合唱の練習やクラスリレーの練習場所がいつの間にか変更になっていたにも関わらず、情報共有されていなかったせいで元の場所で待ちぼうけして大恥をかいた事は本当にトラウマだ。
「そっか、色々憂鬱だな」
「まあ、お互い適当に頑張ろう」
「……適当に頑張ろうっていうのは流石にどうかと思うけどね」
澪からちょっと呆れられてしまったが、これが俺なのだから仕方がない。それから朝食を食べ終わった澪は一足先に家から出て行った。
クラスに友達がいる澪は朝から色々とあるのだろう。久々に会う友達もいるはずなので朝から夏休みの思い出話を語り合うのかもしれない。
ちなみに俺は玲緒奈以外まともに話せるクラスメイトがおらず早く学校へ行くメリットは何も無いため、もう少しだけゆっくりしてから家を出るつもりだ。しばらく俺はソシャゲのダンジョン周回をして過ごした。
◇ ◇ ◇ ◇ ◇ ◇ ◇
「涼也、おはよう」
「じゃあ涼也君も来たことだし、そろそろ学校へ行こう」
玲緒奈と里緒奈を家まで迎えに行った俺は、そのまま3人で学校へと向かい始める。相変わらず周りからの俺達への視線は凄いが、夏休み期間は2人と一緒にいる事が多かったため慣れてきていた。
「今年の学園祭は2年生だから演劇しなきゃだね」
「ああ、小道具とか衣装の準備、台本作りとかがあるから絶対去年より準備が大変だよな」
1年生はクラス展示で2年生は演劇、3年生は創作ダンスをそれぞれ担当しているわけだが、正直2年生の演劇準備が一番面倒な気がする。
「補習明けにテストもあるから結構忙しい」
「そっか、そう言えばそんなのもあったな」
里緒奈の言葉を聞いてテストの存在を思い出した。夏休み宿題から出題される課題テストもガッツリ成績に関わるため決して油断はできない。

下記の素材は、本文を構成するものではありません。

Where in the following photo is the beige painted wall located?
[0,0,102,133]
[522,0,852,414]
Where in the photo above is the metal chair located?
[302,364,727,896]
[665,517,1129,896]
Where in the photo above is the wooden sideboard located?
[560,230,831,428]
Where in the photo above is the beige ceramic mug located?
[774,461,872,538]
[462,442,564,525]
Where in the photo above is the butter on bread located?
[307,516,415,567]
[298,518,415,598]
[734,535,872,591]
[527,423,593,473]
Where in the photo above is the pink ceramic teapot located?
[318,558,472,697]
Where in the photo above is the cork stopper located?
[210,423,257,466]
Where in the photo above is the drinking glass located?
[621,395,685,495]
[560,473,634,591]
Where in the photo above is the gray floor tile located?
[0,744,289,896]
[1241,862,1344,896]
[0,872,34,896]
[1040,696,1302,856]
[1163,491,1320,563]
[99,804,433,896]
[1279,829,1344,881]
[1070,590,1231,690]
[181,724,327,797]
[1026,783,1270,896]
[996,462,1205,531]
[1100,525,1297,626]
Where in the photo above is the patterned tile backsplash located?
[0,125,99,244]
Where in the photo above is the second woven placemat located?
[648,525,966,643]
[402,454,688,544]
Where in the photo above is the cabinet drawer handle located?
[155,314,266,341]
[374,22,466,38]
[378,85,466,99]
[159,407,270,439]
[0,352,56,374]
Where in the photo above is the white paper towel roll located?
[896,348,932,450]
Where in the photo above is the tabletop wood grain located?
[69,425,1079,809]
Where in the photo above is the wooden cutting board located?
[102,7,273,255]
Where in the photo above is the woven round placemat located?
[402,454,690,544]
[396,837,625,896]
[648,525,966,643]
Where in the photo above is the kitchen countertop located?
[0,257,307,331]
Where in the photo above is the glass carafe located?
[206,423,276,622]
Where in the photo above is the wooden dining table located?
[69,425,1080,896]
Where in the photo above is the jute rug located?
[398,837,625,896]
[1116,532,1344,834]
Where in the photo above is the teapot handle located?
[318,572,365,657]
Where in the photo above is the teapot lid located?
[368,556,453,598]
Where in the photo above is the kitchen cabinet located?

「なんか学校行くのがめちゃくちゃ面倒になってきたな、正直今すぐ帰ってもう1回寝たい」
「その気持ちも分からなくはないけど、現実から逃げちゃ駄目だよ」
「もし涼也が逃げる気なら絶対に捕まえる」
俺のつぶやきに対して玲緒奈と里緒奈はそうツッコミをいれてきた。まあ、初めから逃げる気なんてサラサラ無いため心配は無用だ。
てか、里緒奈に追いかけられたら逃げられる気がしない。俺を捕まえるためなら地の果てまで追いかけてきそうだ。
そんな会話をしながら歩いているうちに学校の前へと到着した。2人と一緒にいると悪目立ちする可能性が高いためトイレを口実に逃げようとする。
だがそんな事はお見通しだったらしく逃がしてくれない。それどころか左右から強引に腕を組んできたため、死ぬほど目立っている。
「……おいおい、勘弁してくれよ」
満足そうな表情を浮かべている玲緒奈と里緒奈に対して、俺は静かにそうつぶやく事しかできなかった。